SH: [laughs]
LA: [laughs] Up next, Shahnaz on where she grew up and how it shaped her.
Tell me a little bit about where you grew up.
SH: I grew up in a very small town called Ernakulam, in Kerala, which is a state in southern India. The road I grew up on runs parallel to the railway station. And so, there would always be like these little streets from which, like, people going to the station and people coming from the station would be running to catch the trains, or, uh, you know, coming out of the station. Um, and there was just this random assortment of businesses. Um, there’d be like, uh, uh, like, th- this time that I went back, I saw, uh, there was like this cluster of leather shops. Like all these people who are making school bags and shoes.

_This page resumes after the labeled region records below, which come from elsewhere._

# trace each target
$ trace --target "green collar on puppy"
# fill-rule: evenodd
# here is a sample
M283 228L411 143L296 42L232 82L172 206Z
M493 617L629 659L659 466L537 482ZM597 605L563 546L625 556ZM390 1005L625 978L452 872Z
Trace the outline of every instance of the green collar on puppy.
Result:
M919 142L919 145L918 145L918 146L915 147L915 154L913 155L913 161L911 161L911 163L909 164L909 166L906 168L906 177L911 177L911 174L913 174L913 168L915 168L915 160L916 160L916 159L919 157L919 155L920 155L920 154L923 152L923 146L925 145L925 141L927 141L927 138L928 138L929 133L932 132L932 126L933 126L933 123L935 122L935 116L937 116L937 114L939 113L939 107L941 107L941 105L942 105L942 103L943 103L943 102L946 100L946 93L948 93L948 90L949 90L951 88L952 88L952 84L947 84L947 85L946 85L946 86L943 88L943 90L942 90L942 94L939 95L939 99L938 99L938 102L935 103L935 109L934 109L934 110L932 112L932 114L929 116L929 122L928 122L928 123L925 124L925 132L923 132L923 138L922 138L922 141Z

Um, and I’ve always been fascinated by how certain, you know, uh, vendors kind of cluster together. Um, so I feel like this road is sort of like remaking itself as like a sort of like road of leather vendors. Uh, there is a little f- flour mill, and, um, as a child, I used to often to the flour mill, when my mother’s grains, my parents would send me to the flour mill to get an, get all the grains, uh, milled. And I still do it now, because, uh, I loved the idea of going to a mill to get something ground. We buy so much flour now from the supermarket, and still, this little mill is still running. And there’s this one man who still will grind your poultices and grains.
There’s a lot of development on both sides of the street, especially now when I go, you know, what used to be all these houses, are rapidly giving way to apartment buildings. And there are lots of little bakeries where, um, I used to stop after school to get, you know, little snacks, like a little samosa or an egg puff.
LA: God, I bet they smell so good there.
SH: [laughs]
LA: [laughs]
SH: Yeah. Exactly. And, yeah, luckily the bakeries are still there. And somehow they seem to be expanding. There seem to be more bakeries. At some point, I said the people on this road will keep these bakeries alive.